EMGS’ principles for corporate governance are based on the following elements:

• All shareholders are treated equally
• EMGS will provide open, reliable and relevant communication to shareholders,
  governmental bodies and the public about the Company’s activities and its
  corporate governance commitment
• EMGS’ Board is fully independent from the Company’s executive management
• The EMGS’s Board has a majority of members who are independent of
• EMGS pays particular attention to ensuring that there are no conflicts of
  interest between the interests of its shareholders, the members of its Board
  and its executive management
• EMGS will ensure a clear division of responsibility between the Board and the
   executive management

Implementation and reporting

The board of directors (the “Board”) of Electromagnetic Geoservices ASA (the “Company” or “EMGS”) is committed to maintaining a high standard of corporate governance, in line with both Norwegain and international best practice standards. In addition to having a contious focus on corporate governance, the Board and the executive management of the Company carries out, on an annual basis, a comprehensive review and evaluation of its principles for corporate governance and the implementation of these. This report (the “Report”) summarises the Company’s corporate governance work and compliance with applicable requirements, and fulfils the Company’s reporting obligations under applicable law and other legal frameworks.

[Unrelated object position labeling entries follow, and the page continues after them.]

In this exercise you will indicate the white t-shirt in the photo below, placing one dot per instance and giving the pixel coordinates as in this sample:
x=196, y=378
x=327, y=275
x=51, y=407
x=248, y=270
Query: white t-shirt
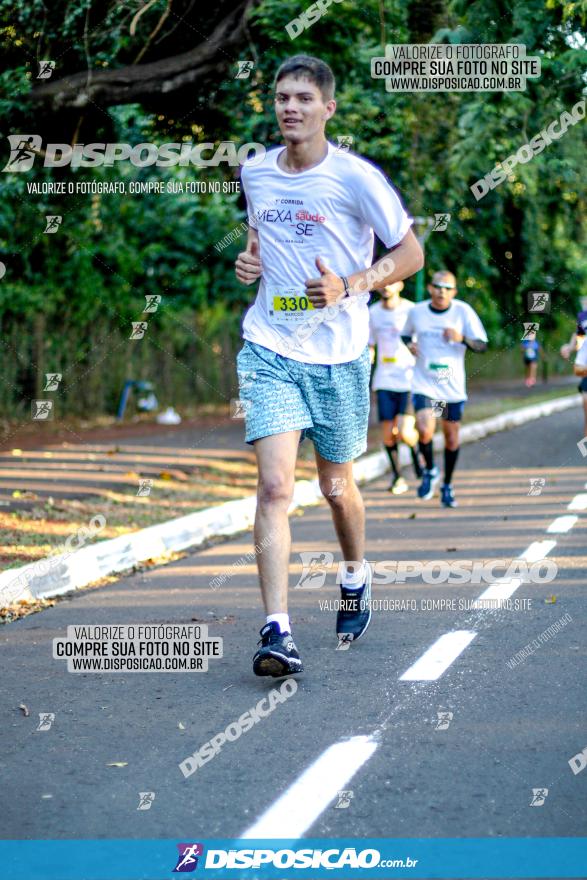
x=330, y=211
x=440, y=365
x=581, y=357
x=395, y=364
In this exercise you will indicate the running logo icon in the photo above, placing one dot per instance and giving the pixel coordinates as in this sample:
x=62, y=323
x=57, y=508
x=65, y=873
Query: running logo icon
x=536, y=485
x=344, y=800
x=440, y=222
x=439, y=409
x=244, y=69
x=146, y=799
x=46, y=69
x=530, y=331
x=152, y=300
x=539, y=301
x=188, y=857
x=41, y=410
x=23, y=149
x=444, y=719
x=315, y=565
x=53, y=222
x=52, y=381
x=46, y=719
x=539, y=795
x=345, y=142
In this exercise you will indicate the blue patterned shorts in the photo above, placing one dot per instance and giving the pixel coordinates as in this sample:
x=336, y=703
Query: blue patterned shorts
x=328, y=403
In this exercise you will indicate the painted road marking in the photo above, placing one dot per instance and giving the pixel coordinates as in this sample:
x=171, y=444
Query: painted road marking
x=537, y=551
x=500, y=590
x=299, y=807
x=439, y=656
x=579, y=502
x=562, y=524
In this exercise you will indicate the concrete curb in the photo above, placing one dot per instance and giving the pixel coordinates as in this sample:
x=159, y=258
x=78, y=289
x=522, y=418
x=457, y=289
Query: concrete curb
x=69, y=571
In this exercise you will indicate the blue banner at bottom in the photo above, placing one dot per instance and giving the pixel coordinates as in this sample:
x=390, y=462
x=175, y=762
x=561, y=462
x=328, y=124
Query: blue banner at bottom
x=339, y=859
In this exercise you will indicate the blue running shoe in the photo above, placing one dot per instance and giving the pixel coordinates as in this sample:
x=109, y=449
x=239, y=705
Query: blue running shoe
x=354, y=616
x=429, y=482
x=277, y=655
x=447, y=496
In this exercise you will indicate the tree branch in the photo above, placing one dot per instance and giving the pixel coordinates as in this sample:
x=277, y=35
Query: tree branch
x=148, y=81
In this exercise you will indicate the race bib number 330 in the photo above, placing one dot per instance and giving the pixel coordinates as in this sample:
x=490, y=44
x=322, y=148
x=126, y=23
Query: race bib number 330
x=288, y=307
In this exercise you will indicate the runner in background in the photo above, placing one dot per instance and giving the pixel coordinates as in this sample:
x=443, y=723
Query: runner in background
x=438, y=332
x=392, y=379
x=531, y=351
x=578, y=337
x=580, y=369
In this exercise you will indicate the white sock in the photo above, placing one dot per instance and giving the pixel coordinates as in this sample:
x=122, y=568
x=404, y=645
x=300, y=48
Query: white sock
x=355, y=578
x=282, y=621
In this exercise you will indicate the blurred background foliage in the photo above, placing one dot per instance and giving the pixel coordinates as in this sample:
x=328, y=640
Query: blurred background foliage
x=67, y=300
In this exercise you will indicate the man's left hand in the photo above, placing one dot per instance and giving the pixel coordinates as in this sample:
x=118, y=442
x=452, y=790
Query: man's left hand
x=326, y=289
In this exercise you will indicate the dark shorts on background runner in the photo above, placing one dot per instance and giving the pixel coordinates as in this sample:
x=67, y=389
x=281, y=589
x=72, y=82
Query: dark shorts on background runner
x=329, y=403
x=454, y=410
x=391, y=404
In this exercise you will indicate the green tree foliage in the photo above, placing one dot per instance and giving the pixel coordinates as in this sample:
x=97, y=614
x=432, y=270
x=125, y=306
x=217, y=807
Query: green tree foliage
x=67, y=300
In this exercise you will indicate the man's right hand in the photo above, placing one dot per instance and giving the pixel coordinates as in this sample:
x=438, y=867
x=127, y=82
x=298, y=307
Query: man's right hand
x=248, y=264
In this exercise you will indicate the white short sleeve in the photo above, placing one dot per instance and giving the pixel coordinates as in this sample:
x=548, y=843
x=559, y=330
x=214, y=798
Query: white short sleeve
x=581, y=358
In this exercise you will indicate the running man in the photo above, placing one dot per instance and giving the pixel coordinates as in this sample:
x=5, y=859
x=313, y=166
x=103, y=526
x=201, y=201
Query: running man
x=531, y=353
x=578, y=337
x=392, y=379
x=304, y=366
x=438, y=332
x=580, y=369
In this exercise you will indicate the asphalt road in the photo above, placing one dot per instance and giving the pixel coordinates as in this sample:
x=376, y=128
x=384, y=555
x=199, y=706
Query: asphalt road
x=514, y=727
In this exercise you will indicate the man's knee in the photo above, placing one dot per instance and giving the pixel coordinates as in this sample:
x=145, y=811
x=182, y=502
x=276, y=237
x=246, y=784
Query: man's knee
x=451, y=435
x=275, y=489
x=336, y=489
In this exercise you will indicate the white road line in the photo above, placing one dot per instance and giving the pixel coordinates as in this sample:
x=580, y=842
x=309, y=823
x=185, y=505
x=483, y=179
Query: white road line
x=579, y=502
x=500, y=590
x=562, y=524
x=439, y=656
x=537, y=550
x=299, y=807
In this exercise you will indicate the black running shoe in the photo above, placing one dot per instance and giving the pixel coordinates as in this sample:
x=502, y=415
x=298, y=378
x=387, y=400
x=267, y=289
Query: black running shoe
x=277, y=655
x=354, y=615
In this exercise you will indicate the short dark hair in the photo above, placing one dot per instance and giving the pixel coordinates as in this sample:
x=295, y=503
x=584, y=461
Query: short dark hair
x=307, y=67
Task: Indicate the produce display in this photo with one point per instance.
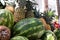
(6, 18)
(19, 38)
(26, 23)
(4, 33)
(28, 27)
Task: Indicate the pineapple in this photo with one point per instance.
(30, 10)
(29, 14)
(19, 11)
(19, 14)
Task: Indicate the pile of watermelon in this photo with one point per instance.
(25, 29)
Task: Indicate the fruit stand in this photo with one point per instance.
(20, 21)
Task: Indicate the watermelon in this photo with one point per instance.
(29, 27)
(57, 33)
(49, 35)
(6, 18)
(19, 38)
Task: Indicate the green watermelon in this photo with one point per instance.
(6, 18)
(19, 38)
(49, 35)
(57, 33)
(29, 27)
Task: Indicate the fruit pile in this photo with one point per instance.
(29, 28)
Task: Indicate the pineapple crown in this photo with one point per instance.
(11, 3)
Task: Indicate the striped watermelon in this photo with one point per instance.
(6, 18)
(28, 27)
(19, 38)
(49, 35)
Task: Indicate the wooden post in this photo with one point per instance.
(58, 7)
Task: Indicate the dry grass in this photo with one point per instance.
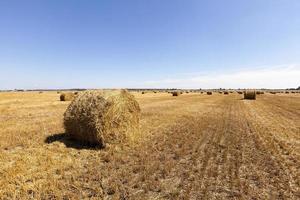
(250, 94)
(100, 117)
(193, 147)
(176, 93)
(68, 96)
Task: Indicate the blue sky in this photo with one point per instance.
(142, 43)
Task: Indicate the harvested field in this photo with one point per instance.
(192, 147)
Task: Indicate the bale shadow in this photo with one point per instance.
(71, 143)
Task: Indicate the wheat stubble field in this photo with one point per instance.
(194, 146)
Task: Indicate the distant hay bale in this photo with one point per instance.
(68, 96)
(101, 117)
(175, 93)
(250, 94)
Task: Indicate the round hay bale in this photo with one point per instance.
(175, 93)
(100, 117)
(69, 96)
(250, 94)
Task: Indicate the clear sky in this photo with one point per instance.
(149, 43)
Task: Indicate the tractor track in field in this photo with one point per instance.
(194, 147)
(219, 155)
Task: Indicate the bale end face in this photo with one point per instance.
(66, 96)
(250, 95)
(100, 117)
(175, 93)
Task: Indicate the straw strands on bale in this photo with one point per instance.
(250, 94)
(101, 117)
(259, 92)
(68, 96)
(175, 93)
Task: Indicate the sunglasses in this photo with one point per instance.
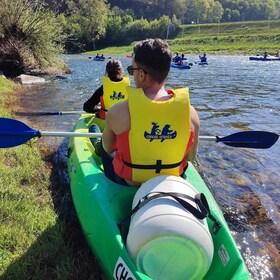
(130, 70)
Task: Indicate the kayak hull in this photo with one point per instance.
(100, 204)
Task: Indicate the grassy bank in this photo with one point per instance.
(40, 235)
(248, 38)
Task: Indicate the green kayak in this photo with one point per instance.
(101, 204)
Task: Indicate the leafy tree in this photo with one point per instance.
(31, 37)
(91, 16)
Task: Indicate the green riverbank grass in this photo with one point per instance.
(40, 235)
(247, 38)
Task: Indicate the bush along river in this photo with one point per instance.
(231, 94)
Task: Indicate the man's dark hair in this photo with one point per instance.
(154, 56)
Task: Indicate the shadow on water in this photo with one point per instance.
(71, 260)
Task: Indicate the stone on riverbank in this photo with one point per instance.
(28, 79)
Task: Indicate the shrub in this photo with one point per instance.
(30, 36)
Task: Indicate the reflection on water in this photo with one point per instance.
(231, 94)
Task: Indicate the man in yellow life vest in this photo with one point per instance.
(113, 89)
(155, 132)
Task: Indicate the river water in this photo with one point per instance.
(231, 94)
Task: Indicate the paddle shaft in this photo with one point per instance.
(95, 135)
(49, 113)
(14, 132)
(70, 134)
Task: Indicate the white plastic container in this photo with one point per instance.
(165, 240)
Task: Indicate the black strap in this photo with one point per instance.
(158, 166)
(202, 212)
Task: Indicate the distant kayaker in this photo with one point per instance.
(177, 58)
(182, 60)
(156, 130)
(203, 58)
(112, 91)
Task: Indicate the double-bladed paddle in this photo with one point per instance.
(52, 113)
(14, 132)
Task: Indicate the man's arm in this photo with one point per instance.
(195, 125)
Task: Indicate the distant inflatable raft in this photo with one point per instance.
(174, 65)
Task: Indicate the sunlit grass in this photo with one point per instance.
(40, 237)
(248, 38)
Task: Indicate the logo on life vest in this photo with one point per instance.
(117, 96)
(158, 134)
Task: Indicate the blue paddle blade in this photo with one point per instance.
(14, 133)
(250, 139)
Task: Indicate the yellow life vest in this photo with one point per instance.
(113, 92)
(158, 139)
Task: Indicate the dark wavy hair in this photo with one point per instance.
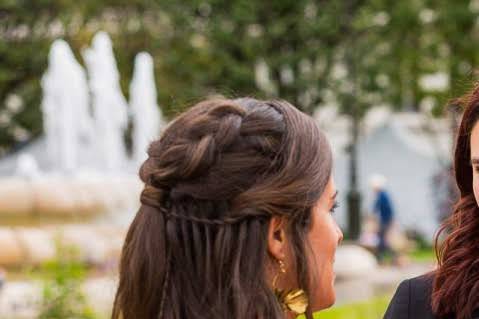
(456, 281)
(197, 247)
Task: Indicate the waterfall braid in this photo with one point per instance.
(197, 247)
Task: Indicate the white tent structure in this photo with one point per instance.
(409, 149)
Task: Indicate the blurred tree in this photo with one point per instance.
(296, 50)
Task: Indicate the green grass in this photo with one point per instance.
(423, 255)
(372, 309)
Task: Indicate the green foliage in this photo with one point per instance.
(61, 294)
(214, 46)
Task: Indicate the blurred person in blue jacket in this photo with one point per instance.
(383, 208)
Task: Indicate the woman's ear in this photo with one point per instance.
(277, 245)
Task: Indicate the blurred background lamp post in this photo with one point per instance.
(353, 196)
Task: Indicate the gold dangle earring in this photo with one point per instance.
(294, 300)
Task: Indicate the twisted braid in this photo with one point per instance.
(175, 168)
(212, 182)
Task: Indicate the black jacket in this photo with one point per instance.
(412, 300)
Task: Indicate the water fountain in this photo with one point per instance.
(65, 107)
(144, 109)
(110, 109)
(80, 167)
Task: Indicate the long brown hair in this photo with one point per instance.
(197, 247)
(456, 281)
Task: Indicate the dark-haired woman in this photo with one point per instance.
(452, 290)
(235, 219)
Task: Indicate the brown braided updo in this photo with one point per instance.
(219, 172)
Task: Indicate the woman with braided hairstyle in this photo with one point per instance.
(235, 218)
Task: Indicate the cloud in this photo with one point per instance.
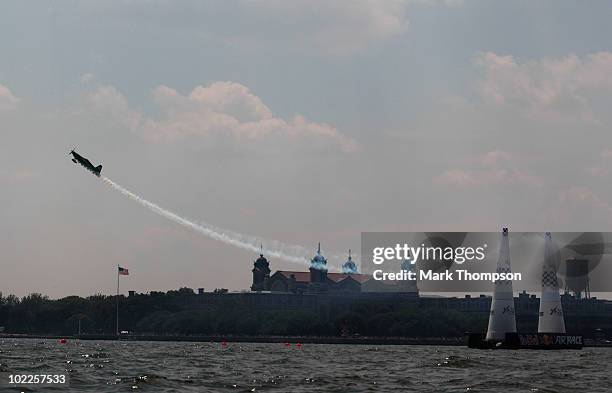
(109, 101)
(217, 112)
(561, 89)
(87, 77)
(579, 208)
(8, 101)
(493, 168)
(603, 165)
(337, 27)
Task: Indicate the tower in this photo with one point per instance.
(501, 317)
(261, 273)
(349, 266)
(409, 285)
(318, 268)
(551, 313)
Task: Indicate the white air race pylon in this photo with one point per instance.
(551, 313)
(501, 318)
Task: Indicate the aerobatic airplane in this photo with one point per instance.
(78, 159)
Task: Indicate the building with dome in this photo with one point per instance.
(318, 279)
(349, 267)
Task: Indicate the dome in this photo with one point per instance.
(408, 265)
(318, 261)
(261, 261)
(349, 266)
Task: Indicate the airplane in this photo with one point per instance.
(78, 159)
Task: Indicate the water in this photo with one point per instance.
(110, 366)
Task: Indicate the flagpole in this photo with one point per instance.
(117, 297)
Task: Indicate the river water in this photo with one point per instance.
(120, 366)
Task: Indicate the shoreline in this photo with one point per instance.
(438, 341)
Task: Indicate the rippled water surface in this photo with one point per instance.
(111, 366)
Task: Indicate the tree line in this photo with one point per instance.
(173, 313)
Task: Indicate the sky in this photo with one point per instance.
(303, 122)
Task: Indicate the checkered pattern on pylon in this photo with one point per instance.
(503, 269)
(549, 279)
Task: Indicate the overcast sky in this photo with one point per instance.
(300, 121)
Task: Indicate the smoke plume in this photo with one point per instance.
(275, 249)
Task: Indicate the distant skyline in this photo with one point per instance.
(299, 121)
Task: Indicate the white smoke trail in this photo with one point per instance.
(289, 253)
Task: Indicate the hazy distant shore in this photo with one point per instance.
(454, 341)
(290, 340)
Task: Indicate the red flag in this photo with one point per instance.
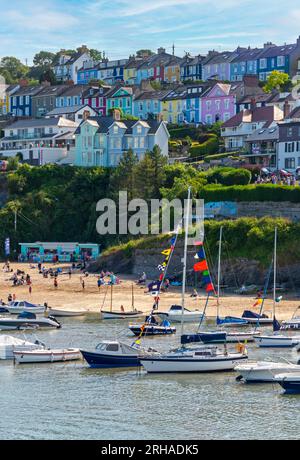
(201, 266)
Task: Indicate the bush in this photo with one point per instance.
(229, 176)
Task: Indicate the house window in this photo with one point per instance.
(263, 63)
(290, 163)
(280, 61)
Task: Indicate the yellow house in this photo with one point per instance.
(174, 106)
(172, 70)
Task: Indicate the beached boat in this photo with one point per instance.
(290, 382)
(112, 354)
(120, 314)
(263, 371)
(152, 327)
(66, 313)
(177, 314)
(27, 321)
(10, 344)
(17, 307)
(47, 356)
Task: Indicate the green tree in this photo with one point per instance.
(279, 81)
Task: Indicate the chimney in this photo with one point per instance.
(116, 115)
(86, 115)
(253, 104)
(23, 82)
(286, 109)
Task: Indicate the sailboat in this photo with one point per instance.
(197, 359)
(120, 314)
(276, 340)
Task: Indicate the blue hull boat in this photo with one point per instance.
(110, 355)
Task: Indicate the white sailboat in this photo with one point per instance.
(276, 340)
(194, 359)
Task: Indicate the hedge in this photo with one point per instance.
(263, 192)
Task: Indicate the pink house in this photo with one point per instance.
(217, 103)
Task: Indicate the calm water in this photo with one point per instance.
(71, 401)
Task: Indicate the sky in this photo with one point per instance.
(121, 27)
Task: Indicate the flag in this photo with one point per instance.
(201, 266)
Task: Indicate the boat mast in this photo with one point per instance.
(275, 272)
(186, 229)
(219, 266)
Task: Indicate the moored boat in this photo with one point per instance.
(264, 371)
(8, 345)
(176, 315)
(47, 356)
(289, 382)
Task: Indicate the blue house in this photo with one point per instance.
(102, 141)
(71, 97)
(21, 100)
(149, 104)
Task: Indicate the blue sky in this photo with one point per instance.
(120, 27)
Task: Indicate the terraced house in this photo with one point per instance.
(284, 58)
(149, 104)
(120, 97)
(102, 141)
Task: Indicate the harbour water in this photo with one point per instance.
(71, 401)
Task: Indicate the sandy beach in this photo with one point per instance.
(70, 295)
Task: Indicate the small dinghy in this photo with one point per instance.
(175, 315)
(109, 355)
(28, 321)
(66, 313)
(47, 356)
(289, 382)
(151, 327)
(15, 308)
(8, 345)
(264, 371)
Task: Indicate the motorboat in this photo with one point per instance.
(8, 345)
(290, 382)
(276, 341)
(177, 315)
(152, 326)
(198, 359)
(121, 314)
(109, 354)
(66, 313)
(17, 307)
(293, 323)
(264, 371)
(28, 321)
(47, 355)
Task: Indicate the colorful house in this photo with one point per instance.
(120, 97)
(102, 141)
(174, 106)
(21, 100)
(281, 58)
(149, 104)
(191, 68)
(96, 98)
(68, 66)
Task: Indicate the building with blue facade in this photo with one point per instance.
(102, 141)
(21, 100)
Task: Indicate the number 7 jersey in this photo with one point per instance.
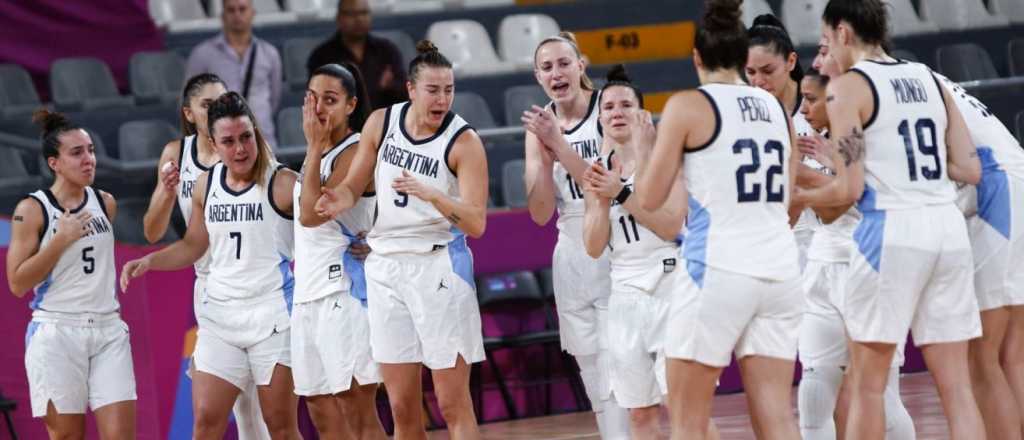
(738, 188)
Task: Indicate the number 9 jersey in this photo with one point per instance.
(738, 219)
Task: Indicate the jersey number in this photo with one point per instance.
(626, 230)
(925, 133)
(748, 170)
(402, 200)
(90, 262)
(574, 190)
(238, 244)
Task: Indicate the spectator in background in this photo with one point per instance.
(248, 64)
(378, 59)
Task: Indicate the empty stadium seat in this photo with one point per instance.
(296, 54)
(140, 143)
(513, 185)
(84, 84)
(753, 8)
(519, 99)
(474, 110)
(803, 19)
(468, 46)
(518, 36)
(17, 94)
(181, 15)
(1016, 57)
(1012, 9)
(904, 19)
(156, 77)
(965, 61)
(960, 14)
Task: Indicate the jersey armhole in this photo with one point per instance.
(269, 194)
(451, 144)
(875, 96)
(718, 124)
(46, 218)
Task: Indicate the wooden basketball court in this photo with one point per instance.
(730, 414)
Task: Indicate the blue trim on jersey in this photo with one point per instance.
(462, 260)
(871, 229)
(41, 292)
(993, 193)
(695, 247)
(287, 280)
(355, 268)
(29, 333)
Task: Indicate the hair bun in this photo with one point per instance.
(722, 14)
(49, 121)
(617, 75)
(425, 46)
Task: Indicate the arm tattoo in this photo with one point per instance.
(852, 146)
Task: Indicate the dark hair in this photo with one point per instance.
(868, 18)
(768, 31)
(567, 38)
(351, 81)
(427, 54)
(812, 73)
(192, 89)
(231, 104)
(617, 77)
(53, 125)
(721, 40)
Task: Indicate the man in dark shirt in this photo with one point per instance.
(378, 59)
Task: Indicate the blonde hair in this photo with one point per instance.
(567, 38)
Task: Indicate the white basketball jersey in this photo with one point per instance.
(320, 251)
(406, 223)
(987, 132)
(188, 171)
(905, 156)
(585, 138)
(84, 279)
(250, 240)
(638, 256)
(737, 182)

EMGS is a Norwegian-registered public limited liability company, with its shares listed on the Oslo Stock Exchange (Oslo Børs).

The Norwegian Accounting Act Section 3-3b, which the Company is subject to, sets out certain corporate governance related information which is to be disclosed and reported on through the issuance of an annual reporting document. This Report meets the requirements provided by the Acounting Act. The Accounting Act is available on www.lovdata.no.